Surveillance State Evils (Salon)
“Th[e National Security Agency's] capability at any time could be turned around on the American people, and no American would have any privacy left, such is the capability to monitor everything: telephone conversations, telegrams, it doesn’t matter. There would be no place to hide. [If a dictator ever took over, the N.S.A.] could enable it to impose total tyranny, and there would be no way to fight back.“
That dramatic warning comes not from an individual who is typically held up as a symbol of anti-government paranoia.
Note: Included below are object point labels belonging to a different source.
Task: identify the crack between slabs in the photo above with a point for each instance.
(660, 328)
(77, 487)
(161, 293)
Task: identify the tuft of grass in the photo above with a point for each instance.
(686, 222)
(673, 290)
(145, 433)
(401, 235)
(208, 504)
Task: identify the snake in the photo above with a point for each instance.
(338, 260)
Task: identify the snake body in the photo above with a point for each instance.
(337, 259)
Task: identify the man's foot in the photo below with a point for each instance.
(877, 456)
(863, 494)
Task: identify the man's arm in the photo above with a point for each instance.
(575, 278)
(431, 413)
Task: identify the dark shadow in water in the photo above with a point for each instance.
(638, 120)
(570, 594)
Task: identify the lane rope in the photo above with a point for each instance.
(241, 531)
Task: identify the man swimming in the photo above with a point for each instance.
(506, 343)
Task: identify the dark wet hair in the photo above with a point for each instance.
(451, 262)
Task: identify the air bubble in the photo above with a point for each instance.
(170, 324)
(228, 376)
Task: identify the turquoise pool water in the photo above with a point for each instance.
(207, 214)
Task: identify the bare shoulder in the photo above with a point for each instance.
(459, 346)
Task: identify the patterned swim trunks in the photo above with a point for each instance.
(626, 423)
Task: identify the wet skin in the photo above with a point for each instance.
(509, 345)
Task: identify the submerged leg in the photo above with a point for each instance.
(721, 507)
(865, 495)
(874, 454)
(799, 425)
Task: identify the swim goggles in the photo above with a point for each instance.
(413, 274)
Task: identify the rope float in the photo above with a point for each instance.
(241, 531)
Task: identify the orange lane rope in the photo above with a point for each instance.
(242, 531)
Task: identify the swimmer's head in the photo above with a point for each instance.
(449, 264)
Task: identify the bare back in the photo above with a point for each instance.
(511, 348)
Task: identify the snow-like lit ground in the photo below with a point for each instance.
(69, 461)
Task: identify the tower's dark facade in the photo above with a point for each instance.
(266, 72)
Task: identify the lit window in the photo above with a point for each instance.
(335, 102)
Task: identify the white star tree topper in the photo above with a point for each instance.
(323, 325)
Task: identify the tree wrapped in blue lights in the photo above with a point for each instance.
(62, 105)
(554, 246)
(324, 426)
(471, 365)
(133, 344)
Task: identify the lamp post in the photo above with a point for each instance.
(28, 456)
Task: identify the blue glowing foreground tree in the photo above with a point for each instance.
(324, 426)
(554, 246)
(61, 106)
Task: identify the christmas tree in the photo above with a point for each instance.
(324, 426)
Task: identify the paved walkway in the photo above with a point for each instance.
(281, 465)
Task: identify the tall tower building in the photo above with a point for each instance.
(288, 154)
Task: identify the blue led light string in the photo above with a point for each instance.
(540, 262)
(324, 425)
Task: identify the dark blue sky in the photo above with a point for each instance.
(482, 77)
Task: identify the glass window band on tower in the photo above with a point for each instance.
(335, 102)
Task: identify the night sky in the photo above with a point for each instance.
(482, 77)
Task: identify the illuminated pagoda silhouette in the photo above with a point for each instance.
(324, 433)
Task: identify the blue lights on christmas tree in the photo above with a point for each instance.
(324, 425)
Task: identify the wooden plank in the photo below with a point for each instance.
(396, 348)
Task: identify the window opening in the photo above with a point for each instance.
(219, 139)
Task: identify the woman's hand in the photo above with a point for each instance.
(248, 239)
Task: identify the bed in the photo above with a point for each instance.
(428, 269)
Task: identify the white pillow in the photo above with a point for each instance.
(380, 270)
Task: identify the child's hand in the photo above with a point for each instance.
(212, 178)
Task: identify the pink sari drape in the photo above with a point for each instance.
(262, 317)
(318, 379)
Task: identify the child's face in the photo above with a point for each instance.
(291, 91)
Rather, it was issued by one of the most admired and influential politicians among American liberals in the last several decades: Frank Church of Idaho, the 4-term U.S. Senator who served from 1957 to 1981. He was, among other things, one of the Senate’s earliest opponents of the Vietnam War, a former Chairman of the Senate Foreign Relations Committee, and the Chairman of the Committee (bearing his name) that in the mid-1970s investigated the widespread surveillance abuses committed under every President since FDR (that was the investigation that led to the enactment of FISA, the criminal law prohibiting the Executive Branch from intercepting the communications of American citizens without first obtaining a warrant from a court: the law which the Bush administration got caught violating and which, in response, was gutted by the Democratic-led Congress in 2008, with the support of then-Senator Obama; the abuses uncovered by the Church Committee also led to the enactment of further criminal prohibitions on the cooperation by America’s telecoms in any such illegal government spying, prohibitions that were waived away when the same 2008 Congress retroactively immunized America’s telecom giants from having done so).